Famine is nothing new to Niger, a former French colony nearly twice the size of Texas. The Sahel cuts through the middle of the country, serving as the dividing line between the sands of the Sahara and the lush farmlands of neighboring Nigeria to the south. Severe droughts have punctuated the region's history for centuries.
Yet outside of uranium mining, agriculture serves as the sole economic engine for a country where just more than a quarter of the population knows how to read. Generation after generation follows worn seasonal tracks, their belongings often fitted onto a single donkey-driven pallet.
Typically, the herders move south at the onset of December, searching for grazing lands. But this year they found only dried lakes and diminishing wells, said Hasane Baka, a regional administrator for AREN, a Nigerien development group for cattlemen.
"People were moving in all directions," Baka said.
Some have crossed into Nigeria, begging for food on the streets of the northern city of Katsina. Others remain behind with their cattle, knowing the livestock would die on a long trip south that could end with Nigerian police simply turning them back. Instead, they wait for rains that might not come.

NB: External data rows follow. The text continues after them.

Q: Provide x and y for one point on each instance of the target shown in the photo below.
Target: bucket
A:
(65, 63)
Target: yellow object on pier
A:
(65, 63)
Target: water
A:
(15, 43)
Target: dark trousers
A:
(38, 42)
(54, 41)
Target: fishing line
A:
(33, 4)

Those who remain drive their cows into Dakoro, the largest and closest city for nomadic cattlemen. At the open-air market, the ribs of some cattle are starkly visible against their hides. Others die along the road or in trucks on the way.
"You can see the skin and bones of much of them," said trader Ibrahim Tarbanassa, 68.
A single cow once sold for the equivalent of $200. Now, some go for as little as $120
- if they sell at all. Food prices remain high after speculators cornered the already poor harvest last year.